Carta de Viriato da Cruz a Lúcio Lara

Cota
0007.000.048
Tipologia
Correspondência
Impressão
Manuscrito
Suporte
Papel comum
Remetente
Viriato da Cruz
Destinatário
Lúcio Lara
Data
Idioma
Conservação
Bom
Imagens
2

13. 11.59

Caro Lara,

    Apesar de hoje ser sexta-feira e dia 13, consegui renovar o meu séjour para até dia 30 deste mês. Só mais 15 dias.
    No telegrama que te enviei por carta posta no correio há duas horas, onde está:
«... By Portuguese cosignatory», deverá estar: «...By Portugal consignatory…». É este o motivo porque te escrevo esta nova carta. Quanto aos B., a Madame continua a ser chata na maneira de apresentar as suas queixas. Que eles se queixem de que eu não lhes escrevo - isso é admissível e justo. Mas que eles ponham acento no facto de eu não lhes dizer onde estou - isso é inadmissível para mim. Eu não estou obrigado - bem pelo contrário - a pôr ninguém, estranho aos n/ interesses, ao corrente dos meus domicílios. Essa exigência da B. só revela que ela, ou ainda não compreendeu a seriedade da n/ actividade, ou está a insistir, chatamente, em mariquices inúteis.
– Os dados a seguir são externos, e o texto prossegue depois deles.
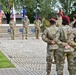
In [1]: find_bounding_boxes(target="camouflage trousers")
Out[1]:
[73,49,76,75]
[35,28,40,39]
[22,27,28,39]
[10,29,15,40]
[46,50,56,73]
[56,48,74,75]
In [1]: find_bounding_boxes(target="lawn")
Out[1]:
[0,51,15,68]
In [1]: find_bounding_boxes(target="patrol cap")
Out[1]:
[62,16,70,24]
[49,18,56,23]
[25,15,27,18]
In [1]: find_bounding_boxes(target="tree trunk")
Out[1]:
[5,12,11,24]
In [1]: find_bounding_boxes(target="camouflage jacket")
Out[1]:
[9,20,16,29]
[22,19,30,27]
[42,25,58,50]
[34,20,41,28]
[56,19,62,27]
[54,25,74,52]
[68,28,76,48]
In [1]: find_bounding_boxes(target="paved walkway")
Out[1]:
[0,37,69,75]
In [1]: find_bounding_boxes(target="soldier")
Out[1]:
[42,18,58,75]
[40,18,50,32]
[34,18,41,39]
[70,14,76,27]
[9,18,16,40]
[54,16,74,75]
[22,15,30,39]
[56,11,63,27]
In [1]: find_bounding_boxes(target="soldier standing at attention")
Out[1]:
[54,16,74,75]
[9,18,16,40]
[70,14,76,27]
[22,15,30,39]
[42,18,58,75]
[56,11,63,27]
[34,18,41,39]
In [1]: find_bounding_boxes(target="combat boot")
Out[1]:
[46,72,50,75]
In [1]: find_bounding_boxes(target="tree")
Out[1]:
[0,0,12,23]
[59,0,76,15]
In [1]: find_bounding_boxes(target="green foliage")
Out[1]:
[0,0,76,23]
[40,20,50,32]
[0,51,15,68]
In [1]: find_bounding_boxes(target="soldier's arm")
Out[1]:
[42,29,53,44]
[54,29,62,45]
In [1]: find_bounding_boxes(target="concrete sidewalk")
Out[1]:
[0,37,69,75]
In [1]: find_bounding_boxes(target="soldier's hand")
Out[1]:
[51,41,55,44]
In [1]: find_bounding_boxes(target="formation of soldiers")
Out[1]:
[9,12,76,75]
[9,15,41,40]
[42,12,76,75]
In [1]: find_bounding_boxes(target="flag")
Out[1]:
[22,7,26,19]
[0,6,2,24]
[11,3,16,21]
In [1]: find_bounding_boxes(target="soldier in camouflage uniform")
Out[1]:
[54,16,74,75]
[70,14,76,27]
[56,12,63,27]
[34,18,41,39]
[42,18,58,75]
[72,22,76,75]
[22,15,30,39]
[9,18,16,40]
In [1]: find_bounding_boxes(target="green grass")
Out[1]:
[0,51,15,68]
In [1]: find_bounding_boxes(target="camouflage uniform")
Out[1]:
[70,21,75,27]
[22,16,30,39]
[34,19,41,39]
[42,25,58,75]
[54,25,74,75]
[9,20,16,40]
[73,28,76,75]
[56,19,62,27]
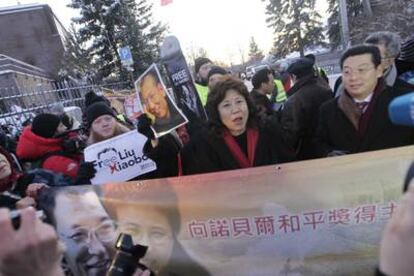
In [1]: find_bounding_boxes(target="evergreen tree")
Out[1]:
[249,37,264,62]
[68,0,166,80]
[328,0,363,49]
[59,24,94,78]
[328,0,414,48]
[263,0,326,56]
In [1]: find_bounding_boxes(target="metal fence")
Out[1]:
[0,81,131,132]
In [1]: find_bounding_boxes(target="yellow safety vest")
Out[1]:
[195,83,208,106]
[275,80,287,103]
[116,114,125,123]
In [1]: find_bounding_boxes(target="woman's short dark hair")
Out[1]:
[206,77,257,136]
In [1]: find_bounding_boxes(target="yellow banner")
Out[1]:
[46,147,414,275]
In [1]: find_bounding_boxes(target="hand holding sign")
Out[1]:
[85,131,157,184]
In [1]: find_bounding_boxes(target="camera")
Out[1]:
[10,210,45,230]
[106,233,154,276]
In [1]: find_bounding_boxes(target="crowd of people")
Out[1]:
[0,32,414,275]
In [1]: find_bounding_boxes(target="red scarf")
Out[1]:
[0,147,21,192]
[358,78,385,137]
[223,128,259,169]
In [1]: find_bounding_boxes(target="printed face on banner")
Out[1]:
[117,205,174,275]
[53,190,118,276]
[91,115,117,139]
[84,130,157,184]
[135,64,188,137]
[90,147,414,276]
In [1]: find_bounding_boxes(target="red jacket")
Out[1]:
[16,126,81,178]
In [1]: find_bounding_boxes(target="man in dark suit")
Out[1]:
[315,45,414,157]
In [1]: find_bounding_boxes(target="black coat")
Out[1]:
[281,75,333,160]
[250,89,274,116]
[181,123,294,175]
[315,87,414,157]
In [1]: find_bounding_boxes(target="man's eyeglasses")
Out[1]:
[66,219,117,244]
[342,67,375,77]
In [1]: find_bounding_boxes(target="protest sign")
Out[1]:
[135,64,188,137]
[85,130,157,184]
[46,147,414,275]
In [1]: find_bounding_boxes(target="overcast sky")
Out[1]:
[0,0,327,64]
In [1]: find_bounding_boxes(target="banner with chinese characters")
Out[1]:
[84,130,157,184]
[49,147,414,275]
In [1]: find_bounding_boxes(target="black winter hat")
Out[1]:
[207,66,227,79]
[85,91,109,108]
[400,36,414,62]
[287,58,314,78]
[194,58,212,74]
[32,113,60,138]
[85,102,116,126]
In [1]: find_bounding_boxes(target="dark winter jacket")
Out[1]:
[16,126,81,179]
[180,125,294,175]
[281,75,333,160]
[315,83,414,157]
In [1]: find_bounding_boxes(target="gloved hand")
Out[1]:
[137,113,155,140]
[327,150,349,157]
[76,162,96,184]
[62,138,86,154]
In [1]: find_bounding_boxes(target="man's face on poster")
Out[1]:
[54,191,117,276]
[116,205,174,274]
[141,74,170,119]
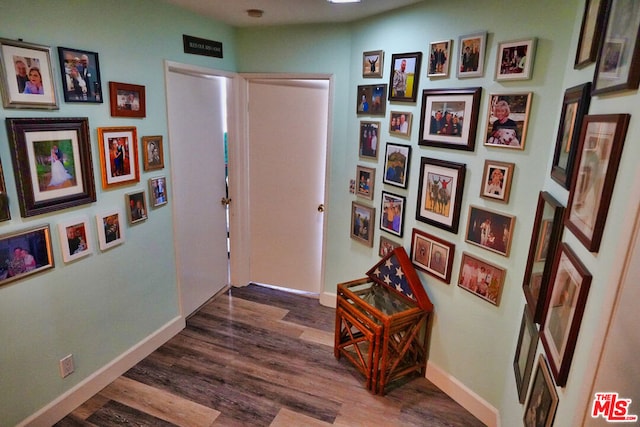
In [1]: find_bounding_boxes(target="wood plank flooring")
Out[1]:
[56,285,483,427]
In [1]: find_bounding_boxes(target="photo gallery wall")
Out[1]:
[351,0,640,426]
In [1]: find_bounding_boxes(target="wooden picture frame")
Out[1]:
[484,92,533,150]
[356,84,387,116]
[418,87,482,151]
[140,135,164,172]
[522,354,559,427]
[565,114,631,252]
[573,0,608,70]
[382,142,411,188]
[0,224,55,286]
[58,47,104,104]
[480,160,516,203]
[0,38,59,110]
[380,191,406,237]
[109,82,147,118]
[465,205,516,257]
[591,0,640,95]
[458,252,507,307]
[389,52,422,102]
[513,306,538,403]
[58,216,93,262]
[6,117,96,217]
[411,228,456,285]
[522,191,565,324]
[456,31,487,79]
[98,126,140,189]
[495,37,537,81]
[540,242,591,387]
[551,82,591,190]
[356,165,376,200]
[362,50,384,78]
[416,157,466,234]
[351,202,376,248]
[96,209,125,251]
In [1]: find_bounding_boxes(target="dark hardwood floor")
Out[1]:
[56,285,483,427]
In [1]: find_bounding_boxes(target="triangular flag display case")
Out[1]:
[334,247,433,394]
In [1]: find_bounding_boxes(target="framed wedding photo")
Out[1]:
[495,37,537,81]
[0,38,58,110]
[456,31,487,79]
[6,117,96,217]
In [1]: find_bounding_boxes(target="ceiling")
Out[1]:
[163,0,422,27]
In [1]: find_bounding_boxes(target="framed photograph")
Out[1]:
[362,50,384,78]
[389,52,422,102]
[378,236,402,258]
[98,127,140,189]
[522,191,565,324]
[389,111,413,138]
[351,202,376,247]
[0,224,54,286]
[0,38,58,110]
[358,121,380,160]
[484,92,533,150]
[523,354,558,427]
[513,306,538,403]
[96,210,124,251]
[58,47,103,103]
[382,142,411,188]
[592,0,640,95]
[411,228,456,285]
[458,252,507,306]
[418,87,482,151]
[141,135,164,171]
[6,117,96,217]
[427,40,453,77]
[495,37,537,81]
[356,85,387,116]
[149,176,169,208]
[540,243,591,387]
[565,114,631,252]
[551,82,591,189]
[58,217,93,262]
[380,191,406,237]
[573,0,607,69]
[109,82,147,118]
[356,165,376,200]
[124,190,147,224]
[456,31,487,79]
[480,160,516,203]
[416,157,467,234]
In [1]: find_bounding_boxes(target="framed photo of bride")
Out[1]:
[6,117,96,218]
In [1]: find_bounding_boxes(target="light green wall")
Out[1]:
[0,0,236,426]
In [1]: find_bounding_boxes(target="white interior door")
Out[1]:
[167,66,229,317]
[247,78,329,293]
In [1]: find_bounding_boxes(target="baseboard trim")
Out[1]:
[425,361,500,427]
[18,316,186,427]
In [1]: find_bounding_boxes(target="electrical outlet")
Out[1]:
[60,354,76,378]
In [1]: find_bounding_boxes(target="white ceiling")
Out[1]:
[163,0,422,27]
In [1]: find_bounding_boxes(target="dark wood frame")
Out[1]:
[109,82,147,118]
[418,87,482,151]
[522,191,565,324]
[551,82,591,189]
[540,242,592,387]
[6,117,96,217]
[416,157,467,234]
[389,52,422,102]
[411,228,456,284]
[565,114,631,252]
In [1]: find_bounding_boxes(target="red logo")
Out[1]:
[591,393,638,423]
Estou absolutamente convencido de que a Mme De B. poderá queixar-se do m/ silêncio, mas não faz exigências de saber onde me encontro.
    Estou também convencido de que, na altura em que a B. te disse que sabia onde eu me encontrava, ela não sabia nada (não tinha prova do que te afirmava): estava era a explorar-te e a fazer chantage. Porque não fez ela menção no jornal onde vinha anunciado o tal encontro de escritores?
    Eu continuo a teimar: devo escrever-lhes, sim senhor; mas não tenho obrigação de abrir uma excepção especial para os B. afim de lhes dizer onde me encontro. Isto é simples bisbilhotice. Que utilidade tem, para eles e para mim, essa informação?
    Não visitei nem me apresentei a nenhuma das pessoas conhecidas da B. (aliás duas) que habitam neste lado. Isto, já para evitar controles de informações sobre a minha pessoa - o que me chateia e não admito.
    A minha posição é clara: A César o que é de César; e a Deus o que é de Deus. Eu não misturo política com amizade. Isto é, nego-te a fazer descer a política ao nível das conversíces «domésticas».
    O egocentrismo da B. chega ao ponto de se esquecer que não dou informações do meu paradeiro a ninguém. Se ela sabe que a Deb. desconhece o meu paradeiro, porque diz que que eu desconfio deles? Nesse caso, desconfio de toda a gente, até de muitos dos m/ amigos de África, até de minha Mãe. Mas este argumento não lhes interessa é prosseguir na lenga-lenga de uma incompreensão chantagista. A mim, sinceramente, nada disso me cria conflitos psicológicos.

            (Assinatura)

Carta de Viriato da Cruz (Berlim?) a Lúcio Lara.